Studi: TV dan Facebook Saluran Efektif Beriklan untuk Brand

Studi: TV dan Facebook Saluran Efektif Beriklan untuk Brand
Expert Solution Director Kantar Indonesia Johan Pangaribuan (duduk) dan Marketing Science Lead untuk Facebook di Indonesia, Adisti Latief di Jakarta Jumat (7/2/2020) (Foto: Beritasatu Photo / Whisnu Bagus)
Whisnu Bagus Prasetyo / WBP Jumat, 7 Februari 2020 | 16:53 WIB

Jakarta, Beritasatu.com - Kantar, perusahaan konsultan berskala global merilis studi yang dapat mengukur seberapa efektif pengeluaran iklan di media berdampak pada pertumbuhan bisnis. Selain itu, studi juga membantu sebuah merk (brand) menyusun strategi pemasaran melalui iklan secara efektif.

"Pertumbuhan merek terasa semakin sulit untuk dicapai. Tahun 2017 merek tumbuh sebesar 73 persen, dan tahun 2018, hanya tumbuh sebesar 42 persen. Bagaimana membuat sebuah merek tumbuh secara berkelanjutan adalah tantangan besar, sebab hanya 32 persen merek yang tumbuh di kedua tahun tersebut," kata Expert Solution Director Kantar Indonesia, Johan Pangaribuan, saat memaparkan studi kepada media di Jakarta Jumat (7/2/2020).

Oleh karena itu, kata dia, penting bagi perusahaan di Indonesia untuk mendorong pertumbuhan merek yang berkelanjutan dan mengukur secara akurat seberapa efektif biaya iklan yang dikeluarkan dalam menghasilkan pertumbuhan tersebut.

Johan Pangaribuan menyatakan, sinergi antara TV dan Facebook sangat positif.
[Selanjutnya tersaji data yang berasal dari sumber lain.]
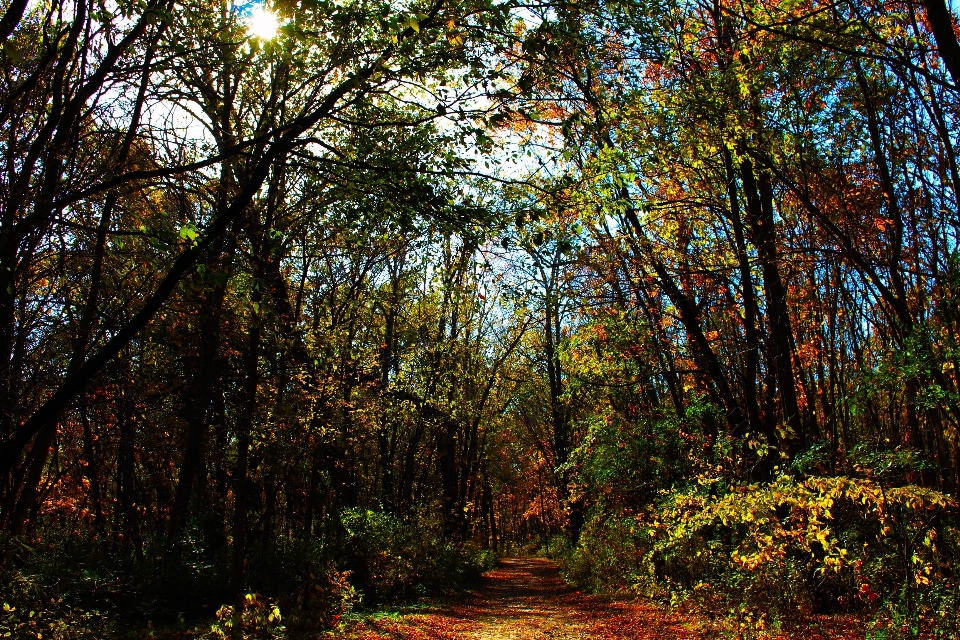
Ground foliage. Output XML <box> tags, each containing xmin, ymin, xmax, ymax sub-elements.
<box><xmin>206</xmin><ymin>593</ymin><xmax>284</xmax><ymax>640</ymax></box>
<box><xmin>339</xmin><ymin>508</ymin><xmax>495</xmax><ymax>604</ymax></box>
<box><xmin>0</xmin><ymin>569</ymin><xmax>113</xmax><ymax>640</ymax></box>
<box><xmin>561</xmin><ymin>474</ymin><xmax>959</xmax><ymax>635</ymax></box>
<box><xmin>552</xmin><ymin>514</ymin><xmax>649</xmax><ymax>594</ymax></box>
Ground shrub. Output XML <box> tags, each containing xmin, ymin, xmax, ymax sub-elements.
<box><xmin>205</xmin><ymin>593</ymin><xmax>284</xmax><ymax>640</ymax></box>
<box><xmin>0</xmin><ymin>568</ymin><xmax>114</xmax><ymax>640</ymax></box>
<box><xmin>338</xmin><ymin>507</ymin><xmax>495</xmax><ymax>604</ymax></box>
<box><xmin>285</xmin><ymin>566</ymin><xmax>357</xmax><ymax>632</ymax></box>
<box><xmin>648</xmin><ymin>476</ymin><xmax>957</xmax><ymax>623</ymax></box>
<box><xmin>562</xmin><ymin>474</ymin><xmax>959</xmax><ymax>636</ymax></box>
<box><xmin>551</xmin><ymin>515</ymin><xmax>652</xmax><ymax>594</ymax></box>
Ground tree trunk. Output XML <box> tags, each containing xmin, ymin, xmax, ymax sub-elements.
<box><xmin>231</xmin><ymin>286</ymin><xmax>260</xmax><ymax>636</ymax></box>
<box><xmin>167</xmin><ymin>266</ymin><xmax>230</xmax><ymax>558</ymax></box>
<box><xmin>740</xmin><ymin>159</ymin><xmax>804</xmax><ymax>455</ymax></box>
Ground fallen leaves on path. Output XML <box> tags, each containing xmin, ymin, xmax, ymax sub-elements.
<box><xmin>332</xmin><ymin>558</ymin><xmax>705</xmax><ymax>639</ymax></box>
<box><xmin>329</xmin><ymin>557</ymin><xmax>870</xmax><ymax>640</ymax></box>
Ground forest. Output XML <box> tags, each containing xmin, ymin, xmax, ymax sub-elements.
<box><xmin>0</xmin><ymin>0</ymin><xmax>959</xmax><ymax>636</ymax></box>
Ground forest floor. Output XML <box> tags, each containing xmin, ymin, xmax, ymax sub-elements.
<box><xmin>329</xmin><ymin>557</ymin><xmax>866</xmax><ymax>639</ymax></box>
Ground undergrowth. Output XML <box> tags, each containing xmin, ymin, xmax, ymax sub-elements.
<box><xmin>551</xmin><ymin>474</ymin><xmax>960</xmax><ymax>638</ymax></box>
<box><xmin>0</xmin><ymin>506</ymin><xmax>496</xmax><ymax>639</ymax></box>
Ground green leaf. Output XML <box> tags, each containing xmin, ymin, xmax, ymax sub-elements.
<box><xmin>178</xmin><ymin>224</ymin><xmax>199</xmax><ymax>243</ymax></box>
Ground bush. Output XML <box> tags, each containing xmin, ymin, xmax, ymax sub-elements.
<box><xmin>285</xmin><ymin>566</ymin><xmax>357</xmax><ymax>632</ymax></box>
<box><xmin>561</xmin><ymin>474</ymin><xmax>959</xmax><ymax>636</ymax></box>
<box><xmin>338</xmin><ymin>507</ymin><xmax>495</xmax><ymax>604</ymax></box>
<box><xmin>550</xmin><ymin>517</ymin><xmax>651</xmax><ymax>595</ymax></box>
<box><xmin>205</xmin><ymin>593</ymin><xmax>284</xmax><ymax>640</ymax></box>
<box><xmin>0</xmin><ymin>568</ymin><xmax>114</xmax><ymax>640</ymax></box>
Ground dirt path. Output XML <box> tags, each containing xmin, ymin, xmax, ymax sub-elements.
<box><xmin>344</xmin><ymin>557</ymin><xmax>706</xmax><ymax>639</ymax></box>
<box><xmin>428</xmin><ymin>557</ymin><xmax>595</xmax><ymax>639</ymax></box>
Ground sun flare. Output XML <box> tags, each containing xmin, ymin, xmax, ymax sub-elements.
<box><xmin>247</xmin><ymin>5</ymin><xmax>279</xmax><ymax>40</ymax></box>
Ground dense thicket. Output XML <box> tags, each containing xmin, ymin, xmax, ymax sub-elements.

Sinergi ini menghasilkan tambahan penjualan yang lebih besar, dan kemungkinan konsumen membeli produk setelah mereka melihat TV dan Facebook menjadi lebih besar, yaitu 1,3x lebih besar dari estimasi.

Studi Kantar menunjukkan bahwa ketika terjadi kombinasi TV dan Facebook, kemungkinan pembelian terhadap sebuah merek meningkat hingga 56 persen. "Bahkan pada kenyataannya, kemungkinan pembelian bisa mencapai 71 persen. Ini artinya bahwa TV dan Facebook menghasilan sebuah simbiosis yang saling melengkapi dan bersama-sama mendorong pertumbuhan merek dan bisnis di Indonesia," kata Johan Pangaribuan.

Lebih lanjut studi ini menemukan bahwa bagaimana secara umum iklan yang dipasang di media berkontribusi sekitar 6 perse pada total penjualan dalam periode waktu tertentu. Namun dalam mengukur efektivitas sebuah iklan, perlu memperhatikan investasi yang dikeluarkan merek di berbagai saluran media. Konsep ini dinamakan Return On Ads Spend (ROAS) atau sering juga disebut sebagai Return on Investment (ROI), yaitu membandingkan antara total penjualan yang dikontribusikan oleh saluran media tertentu dengan belanja iklan yang dilakukan merek.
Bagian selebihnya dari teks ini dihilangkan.